Texas will be officially free of Ebola by the end of the day, as the last person connected to the state’s three Ebola patient cases finishes a 21-day monitoring period.
Twenty-one days is the maximum length of time the Ebola virus can incubate in a human being. The person, who was not named in a press release from the Texas Department of State Health Services, is a hospital worker who had handled Ebola-related medical waste on Oct. 17.
“We’re happy to reach this milestone, but our guard stays up,” said Dr. David Lakey, commissioner of the Texas Department of State Health Services in the statement. “We reached this point through teamwork and meticulous monitoring, and we’ll continue to be vigilant to protect Texas from Ebola.”
Thomas Eric Duncan, a visitor from Liberia, was the first person in Texas to be diagnosed with Ebola after an ambulance brought him in critical condition to Texas Health Presbyterian Hospital on Sept. 28. Soon after Duncan’s death on Oct. 8, nurses Nina Pham and Amber Vinson, who had cared for Duncan and been monitoring their symptoms, were diagnosed with Ebola. Both Pham and Vinson survived the virus.

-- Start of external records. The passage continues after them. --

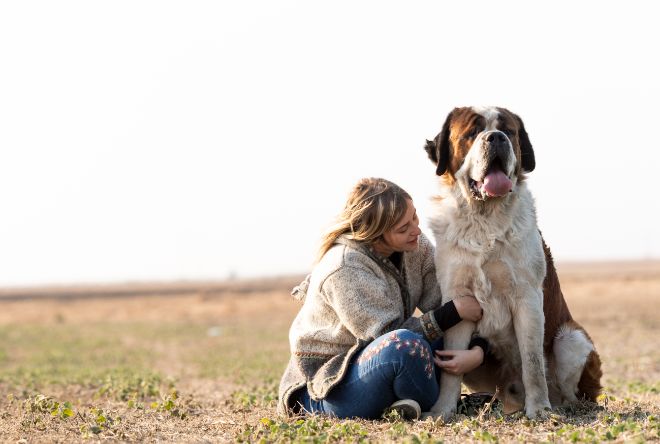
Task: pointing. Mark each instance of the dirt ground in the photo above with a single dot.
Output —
(617, 303)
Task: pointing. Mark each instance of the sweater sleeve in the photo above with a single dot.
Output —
(431, 295)
(430, 302)
(361, 301)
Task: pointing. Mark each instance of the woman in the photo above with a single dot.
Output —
(356, 349)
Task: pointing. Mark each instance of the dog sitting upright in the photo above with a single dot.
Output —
(488, 245)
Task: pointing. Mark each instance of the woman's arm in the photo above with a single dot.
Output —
(458, 362)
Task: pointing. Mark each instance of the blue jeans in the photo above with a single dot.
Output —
(397, 365)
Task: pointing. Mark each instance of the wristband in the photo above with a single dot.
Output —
(447, 316)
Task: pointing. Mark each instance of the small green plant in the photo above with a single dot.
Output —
(96, 421)
(171, 405)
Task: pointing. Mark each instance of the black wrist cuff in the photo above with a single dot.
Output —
(447, 316)
(480, 342)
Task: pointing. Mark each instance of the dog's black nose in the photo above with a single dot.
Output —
(496, 137)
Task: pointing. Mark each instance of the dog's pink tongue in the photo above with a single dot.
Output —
(496, 183)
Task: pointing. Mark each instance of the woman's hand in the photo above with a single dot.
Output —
(458, 362)
(468, 308)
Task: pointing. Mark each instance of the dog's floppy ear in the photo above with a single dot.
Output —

"We are grateful that two caregivers who shared the fight against this insidious virus are healthy,” wrote Barclay Berdan, CEO of Texas Health Resources in a statement celebrating the end of the monitoring period. "These two courageous nurses, and so many others, put the needs of a patient first and valiantly worked to save the life of a man who faced, and ultimately lost, his battle with this disease. Today we remember and honor him, and his family remains in our hearts and prayers."
Public health authorities were monitoring a total of 177 people who had come into contact with either Duncan, Pham or Vinson, their specimens or Ebola-related medical waste. In an unrelated case, authorities are still monitoring one nurse in Central Texas, who just arrived in the state after treating Ebola patients in Sierra Leone. She is at "some risk" for contracting Ebola, according to public health authorities, and has agreed to stay in her house for 21 days until the incubation period is over.
There is still at least one Ebola patient under U.S. care. Dr. Craig Spencer, who went to Guinea on a Doctors Without Borders/Médecins Sans Frontières mission, is receiving treatment at Bellevue Hospital in New York City. Spencer is continually improving, according to the most recent joint statement from the New York City Health and Hospitals Corporation and Department of Health and Mental Hygiene, but remains in isolation.
As the number of Ebola patients and actively monitored individuals wanes in the U.S., so too are Ebola-related fears, according to a new HealthDay/Harris Poll. The online poll surveyed more than 2,000 adults between Oct. 28 and Oct. 30. Forty-nine percent of those polled consider Ebola a “moderate” or “major” public health threat to Americans, down from 55 percent who responded similarly in a HealthDay/Harris Poll from the first week of October, a few days after Duncan had been diagnosed with Ebola.